Mas em paralelo, a doutoranda participa de um projeto de extensão coordenado por Carolina Araújo, professora da UFRJ e uma das fundadoras da Rede Brasileira de Mulheres Filósofas, em 2020, cujo objetivo é precisamente consolidar essa rede, “por meio da participação de graduandos na pesquisa e elaboração de verbetes sobre mulheres filósofas em diferentes locais e momentos históricos”.

Vale registrar, no entanto, que já no trabalho de conclusão da graduação (TCC) e na dissertação de mestrado, Carmel, sempre sob orientação de Ulysses Pinheiro, desenvolvia suas pesquisas de olhos postos em mulheres filósofas longamente escanteadas. O TCC, “Descartes e Elisabeth: diálogos morais à luz da noção primitiva de união”, já lidava com as cartas da princesa Elisabeth da Boêmia, entre 1643 e 1649, ao filósofo do “cogito, ergo sum” (“penso, logo existo”), formato narrativo que hoje é proposto pelas filósofas feministas como legitimamente filosófico, uma vez que as mulheres não tinham então outra forma para expressar suas ideias.

A dissertação de mestrado, “Conservar a vida e não temer a morte: filosofia prática na correspondência entre Descartes e Elisabeth”, aprofundaria a análise desses escritos. E valeria uma menção honrosa para a autora no Prêmio Filósofas de destaque acadêmico de 2020, concedido pela Rede de Mulheres Filósofas em parceria com a Associação Nacional de Pós-Graduação em Filosofia (Anpof).

Filha de um administrador que concluiu a universidade particular se equilibrando entre estudos, emprego e manutenção dos dois filhos pequenos, Rômulo, e de Vera Lúcia, representante comercial que agora, aos 60 anos, está finalmente na universidade, estudando Serviço Social, e irmã de Ricardo, estudante de ciência política, Carmel, nascida em Niterói, mas criada na vizinha São Gonçalo, vê a si mesma como uma legítima representante da classe média baixa. Afinal, ela observa, viajou pela primeira vez para fora do país para o estágio sanduíche de doutorado na Universidade Paris 8 – Vincennes-Saint-Denis, orientado por Charles Ramond. Diretamente da casa dos pais na pobre São Gonçalo para Paris.

É ao gosto pela leitura muito constante desde pequena, com ensino fundamental feito numa escola particular, em São Gonçalo, e, sobretudo, aos novos horizontes que lhe foram abertos no ensino médio, numa unidade nova em Niterói do tradicional Colégio Pedro II, público, que ela atribui em parte seu encaminhamento para a filosofia. O Pedro II foi mesmo um desafio, com trabalhos e provas complexos a que ela não estava acostumada, e uma enorme dificuldade, principalmente na área de exatas, no primeiro ano, em 2008. Entretanto, as coisas melhoraram no ano seguinte, e os “excelentes professores de humanidades, filosofia inclusive”, fizeram um bom trabalho.

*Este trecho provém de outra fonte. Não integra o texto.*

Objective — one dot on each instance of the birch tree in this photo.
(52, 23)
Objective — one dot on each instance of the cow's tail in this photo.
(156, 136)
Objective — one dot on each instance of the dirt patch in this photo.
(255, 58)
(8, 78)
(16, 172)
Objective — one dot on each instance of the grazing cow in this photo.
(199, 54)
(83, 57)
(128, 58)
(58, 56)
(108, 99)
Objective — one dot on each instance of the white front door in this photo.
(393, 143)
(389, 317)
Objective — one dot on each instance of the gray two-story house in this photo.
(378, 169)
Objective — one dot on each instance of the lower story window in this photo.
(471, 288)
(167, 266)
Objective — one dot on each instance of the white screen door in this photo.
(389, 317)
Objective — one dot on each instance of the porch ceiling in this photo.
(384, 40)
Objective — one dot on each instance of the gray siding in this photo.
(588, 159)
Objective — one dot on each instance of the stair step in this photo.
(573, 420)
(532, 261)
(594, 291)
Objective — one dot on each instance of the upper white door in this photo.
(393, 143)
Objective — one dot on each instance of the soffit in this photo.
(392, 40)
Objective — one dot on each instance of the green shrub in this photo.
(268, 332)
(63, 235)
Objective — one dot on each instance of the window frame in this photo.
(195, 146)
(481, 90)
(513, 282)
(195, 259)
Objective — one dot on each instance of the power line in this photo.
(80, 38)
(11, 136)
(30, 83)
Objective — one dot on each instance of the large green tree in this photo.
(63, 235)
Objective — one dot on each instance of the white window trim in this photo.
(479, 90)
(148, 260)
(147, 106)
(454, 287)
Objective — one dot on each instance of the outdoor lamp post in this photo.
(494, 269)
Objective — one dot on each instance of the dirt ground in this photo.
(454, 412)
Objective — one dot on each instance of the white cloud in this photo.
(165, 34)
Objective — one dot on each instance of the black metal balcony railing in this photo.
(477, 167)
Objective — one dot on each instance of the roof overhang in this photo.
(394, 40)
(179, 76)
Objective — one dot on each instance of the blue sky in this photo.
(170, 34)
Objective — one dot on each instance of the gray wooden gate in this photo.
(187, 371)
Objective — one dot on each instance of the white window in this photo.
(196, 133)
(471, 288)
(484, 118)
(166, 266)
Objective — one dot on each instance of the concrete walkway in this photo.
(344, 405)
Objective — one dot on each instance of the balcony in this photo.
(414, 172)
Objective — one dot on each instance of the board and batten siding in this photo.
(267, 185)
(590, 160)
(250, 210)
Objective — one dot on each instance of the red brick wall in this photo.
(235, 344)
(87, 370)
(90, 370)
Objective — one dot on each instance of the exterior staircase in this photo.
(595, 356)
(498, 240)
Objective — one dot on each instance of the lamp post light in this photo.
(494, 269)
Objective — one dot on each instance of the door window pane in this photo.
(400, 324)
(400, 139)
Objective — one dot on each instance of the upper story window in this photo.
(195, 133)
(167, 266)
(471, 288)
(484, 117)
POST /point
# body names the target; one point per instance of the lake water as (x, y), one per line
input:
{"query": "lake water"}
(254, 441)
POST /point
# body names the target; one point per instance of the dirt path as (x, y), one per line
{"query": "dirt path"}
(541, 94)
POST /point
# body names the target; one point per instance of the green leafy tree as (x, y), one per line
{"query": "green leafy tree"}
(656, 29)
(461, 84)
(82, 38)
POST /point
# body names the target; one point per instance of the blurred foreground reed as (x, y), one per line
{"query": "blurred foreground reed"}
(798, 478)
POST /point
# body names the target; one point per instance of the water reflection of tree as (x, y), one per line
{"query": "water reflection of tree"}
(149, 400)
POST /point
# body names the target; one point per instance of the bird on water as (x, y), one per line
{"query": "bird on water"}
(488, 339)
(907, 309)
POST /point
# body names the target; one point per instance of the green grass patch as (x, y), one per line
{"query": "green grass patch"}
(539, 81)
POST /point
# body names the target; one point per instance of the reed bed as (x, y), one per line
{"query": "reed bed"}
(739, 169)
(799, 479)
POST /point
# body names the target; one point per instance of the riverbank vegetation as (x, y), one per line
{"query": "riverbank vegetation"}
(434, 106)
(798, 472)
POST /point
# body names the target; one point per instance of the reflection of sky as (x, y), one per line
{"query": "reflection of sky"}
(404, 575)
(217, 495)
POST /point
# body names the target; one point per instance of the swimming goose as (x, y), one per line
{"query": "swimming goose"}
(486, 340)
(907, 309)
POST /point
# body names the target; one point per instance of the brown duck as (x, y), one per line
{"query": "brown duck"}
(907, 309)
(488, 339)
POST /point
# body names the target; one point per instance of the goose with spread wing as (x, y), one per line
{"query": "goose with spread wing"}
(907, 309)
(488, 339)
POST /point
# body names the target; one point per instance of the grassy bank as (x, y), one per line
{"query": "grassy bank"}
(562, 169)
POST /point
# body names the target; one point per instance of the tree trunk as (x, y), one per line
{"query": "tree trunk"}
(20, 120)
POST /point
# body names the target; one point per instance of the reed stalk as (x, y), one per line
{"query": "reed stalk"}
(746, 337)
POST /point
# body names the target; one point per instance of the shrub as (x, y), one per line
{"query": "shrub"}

E depois, veio a UFRJ, antenada aos novos ventos que sopravam na relação entre mulheres e filosofia, completando o caminho que permitiria a Carmel da Silva Ramos plantar bem os dois pés no campo que escolheu. Nota de fim de texto: ela lidera o lançamento, no segundo semestre, da revista Seiscentos (referência ao século XVII), segunda revista acadêmica dedicada ao período, que se somará aos “Cadernos Espinosanos”. Juntará artigos de pesquisadores seniores com outros de doutorandos, aberta a uma metodologia menos ortodoxa, sem abandonar o rigor, ela diz. A primeira terá como tema justamente filósofas do século XVII e discussão de metodologia para que elas possam entrar no cânone filosófico.